ーーSNSでは現在はベルトを巻いてないのでそろそろベルトが欲しいというコメントがありましたが、新日本キックボクシングのベルトも当然意識されると。

もうすぐにやりたいですね。ライト級に上げたらダイレクトで組んで欲しいです。ランキング戦が組まれればしょうがないですけど、それなしでも挑戦できるくらいのことはしてきたと思っているので。

ーーライト級ではまだ試合を行っていませんが、この階級でもトップ選手に勝つ準備はできていると。

どっちみちトップにはなりたいと思っているので、それなら早くトップとやって勝ちたいです。

ーーそれでは今年の目標はライト級でベルトを獲得することになるのでしょうか。

今年はライト級になるとは思います。

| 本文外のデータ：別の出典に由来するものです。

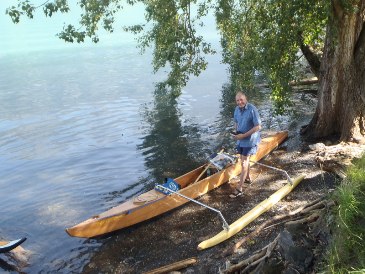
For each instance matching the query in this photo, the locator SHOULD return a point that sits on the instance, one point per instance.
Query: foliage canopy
(257, 36)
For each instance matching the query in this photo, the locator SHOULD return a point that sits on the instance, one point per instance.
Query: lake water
(81, 130)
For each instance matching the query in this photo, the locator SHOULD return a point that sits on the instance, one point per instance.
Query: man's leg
(245, 161)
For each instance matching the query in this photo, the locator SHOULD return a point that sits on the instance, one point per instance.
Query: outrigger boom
(225, 224)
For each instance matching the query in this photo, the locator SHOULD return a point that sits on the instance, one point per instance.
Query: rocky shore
(289, 238)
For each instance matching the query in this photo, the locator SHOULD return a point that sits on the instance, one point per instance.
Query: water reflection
(169, 148)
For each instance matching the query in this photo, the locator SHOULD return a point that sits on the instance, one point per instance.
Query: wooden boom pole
(250, 216)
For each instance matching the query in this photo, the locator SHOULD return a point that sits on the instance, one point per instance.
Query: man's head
(241, 99)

できれば今年中にベルトは獲りたいですね。どっちが先になるかは分からないですけど、KNOCK OUTのベルトも新日本キックのベルトも巻きたいです。

両方獲れれば本当に日本一だと思うので。欲を言えば新日本キックでベルトを巻いて、新日本キックの王者として、森井選手からKNOCK OUTのベルトを奪いたいです。

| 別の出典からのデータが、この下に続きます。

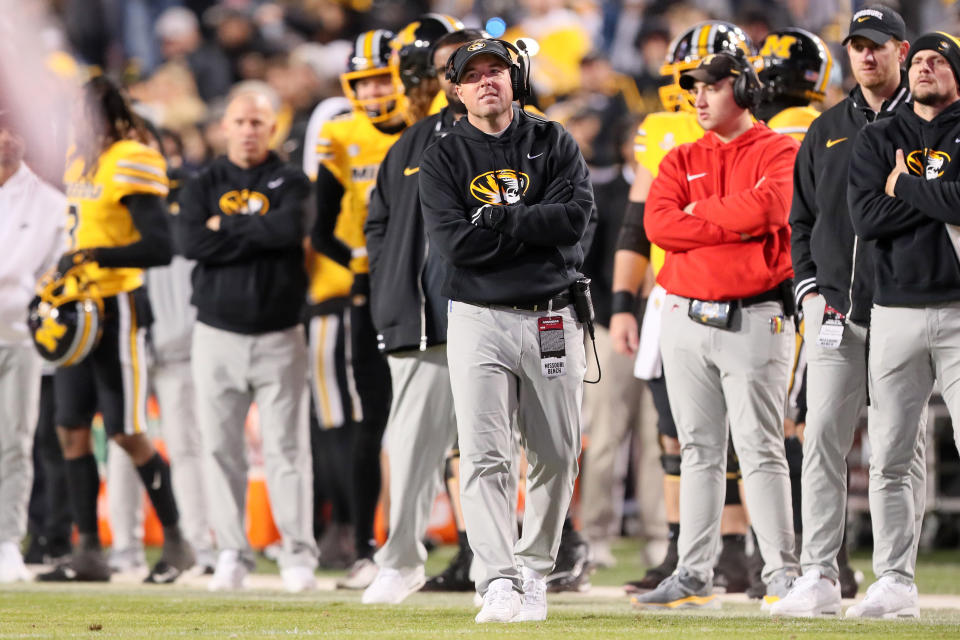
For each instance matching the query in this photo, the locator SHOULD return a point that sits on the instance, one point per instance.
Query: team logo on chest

ーー最後に2月大会に向けてファンへのメッセージをお願いします。

KNOCK OUTからは何も言われていませんが、2月の試合は森井選手につながる試合だと僕は思っています。そこでファンの方々に僕が森井選手と試合をしたら勝てるかもしれないと思って頂けるような、認めて貰えるような試合がしたいです。

自信はもちろんありますので期待していてください。

重森陽太プロフィール

1995年6月11日生まれ、22才。

177センチの長身を活かし、切れ味鋭い蹴り技や肘打ちを武器にフェザー級の国内トップ選手として活躍。

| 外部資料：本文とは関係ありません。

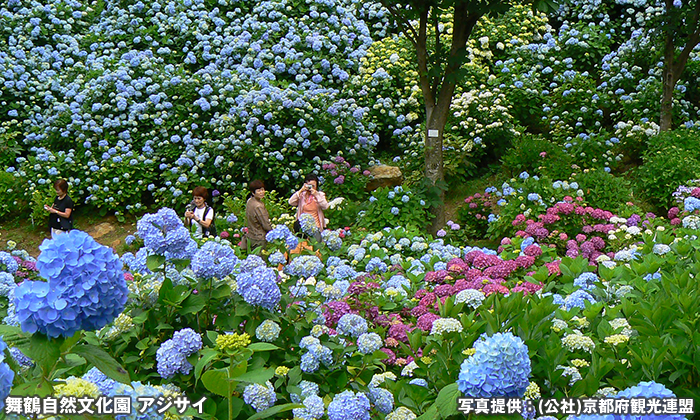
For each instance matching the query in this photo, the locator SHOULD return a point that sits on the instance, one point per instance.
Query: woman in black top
(61, 212)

プロとして早くから頭角を現し、高校3年生の時には新日本キックボクシング協会のバンタム級王座を獲得。2015年にはフェザー級でタイトルを獲得すると、わずか20歳にして2階級制覇を達成した。

KNOCK OUTには2017年8月に初参戦し、森井洋介からドローに持ち込んだ村田裕俊を相手にTKO勝利デビュー。両国大会では日本人キラーのマキ・ピンサヤームから粘り勝ちを収めてその地力の高さを証明した。

新たな階級となるライト級ではKNOCK OUTで森井洋介、新日本キックボクシングで勝次のタイトルを狙う。